Making an Impressionism on Denver

  • Arts & Culture
  • 2014

The Denver Art Museum has been admired for its contemporary, Native American, and Western art. In 2006 the building gained a major Daniel Libeskind-designed expansion, thanks to a $20 million gift from longtime trustee Frederic Hamilton, who made his fortune in the oil business. “However, our museum is derelict in one significant area, and that is Impressionism,” stated Hamilton. In early 2014, however, the benefactor filled that hole by promising to the museum his personal collection of 22 great Impressionist paintings, by the likes of Monet, Renoir, Pissarro, Manet, van Gogh, and Cézanne. These were described by Rusty Powell of the National Gallery of Art in Washington, D.C. as “an extraordinary grouping of works by the greatest artists of France.
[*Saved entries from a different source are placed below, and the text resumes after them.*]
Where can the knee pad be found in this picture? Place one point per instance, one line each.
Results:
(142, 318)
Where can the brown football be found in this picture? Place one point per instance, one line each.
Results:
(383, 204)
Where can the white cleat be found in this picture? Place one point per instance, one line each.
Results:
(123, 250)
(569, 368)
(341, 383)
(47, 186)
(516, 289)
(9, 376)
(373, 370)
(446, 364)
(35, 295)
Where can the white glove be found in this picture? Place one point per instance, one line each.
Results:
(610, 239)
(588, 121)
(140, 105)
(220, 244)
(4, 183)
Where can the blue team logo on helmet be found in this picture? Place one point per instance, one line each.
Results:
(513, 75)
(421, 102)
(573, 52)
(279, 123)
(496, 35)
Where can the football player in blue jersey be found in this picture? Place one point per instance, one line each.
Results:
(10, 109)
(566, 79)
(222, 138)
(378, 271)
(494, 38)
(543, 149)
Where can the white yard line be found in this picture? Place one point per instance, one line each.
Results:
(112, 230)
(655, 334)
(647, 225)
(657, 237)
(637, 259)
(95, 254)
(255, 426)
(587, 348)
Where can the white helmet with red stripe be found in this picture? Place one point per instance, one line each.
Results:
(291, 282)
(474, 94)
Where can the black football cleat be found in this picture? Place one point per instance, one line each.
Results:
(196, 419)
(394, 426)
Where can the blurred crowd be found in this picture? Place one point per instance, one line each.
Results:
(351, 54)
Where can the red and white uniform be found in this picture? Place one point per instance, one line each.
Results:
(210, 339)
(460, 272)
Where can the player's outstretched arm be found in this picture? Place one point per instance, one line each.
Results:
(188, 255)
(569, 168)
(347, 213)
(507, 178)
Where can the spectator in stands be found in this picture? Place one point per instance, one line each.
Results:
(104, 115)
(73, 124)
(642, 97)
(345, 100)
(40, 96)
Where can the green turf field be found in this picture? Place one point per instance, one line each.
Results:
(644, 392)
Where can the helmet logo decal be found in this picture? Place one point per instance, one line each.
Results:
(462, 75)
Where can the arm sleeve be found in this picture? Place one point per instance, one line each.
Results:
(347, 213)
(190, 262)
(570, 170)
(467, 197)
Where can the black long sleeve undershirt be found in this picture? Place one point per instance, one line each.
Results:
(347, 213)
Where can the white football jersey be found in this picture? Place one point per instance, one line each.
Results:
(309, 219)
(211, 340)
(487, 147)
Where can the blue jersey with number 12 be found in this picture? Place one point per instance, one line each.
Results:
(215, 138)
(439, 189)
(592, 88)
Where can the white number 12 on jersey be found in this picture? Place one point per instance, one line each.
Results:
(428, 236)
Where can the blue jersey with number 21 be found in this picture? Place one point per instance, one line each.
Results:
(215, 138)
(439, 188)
It would be a big deal for any museum to get.” Valued at approximately $100 million, they will give Denver the biggest collection of Impressionist art in the Western U.S. when they transfer to the museum at Hamilton’s passing. The city got a taste of what is to come when Hamilton lent the collection for a temporary exhibit in early 2014. The crowds that thronged to see the masterworks finalized Hamilton’s decision to will them to the public institution instead of passing them on to his heirs, as he had originally intended.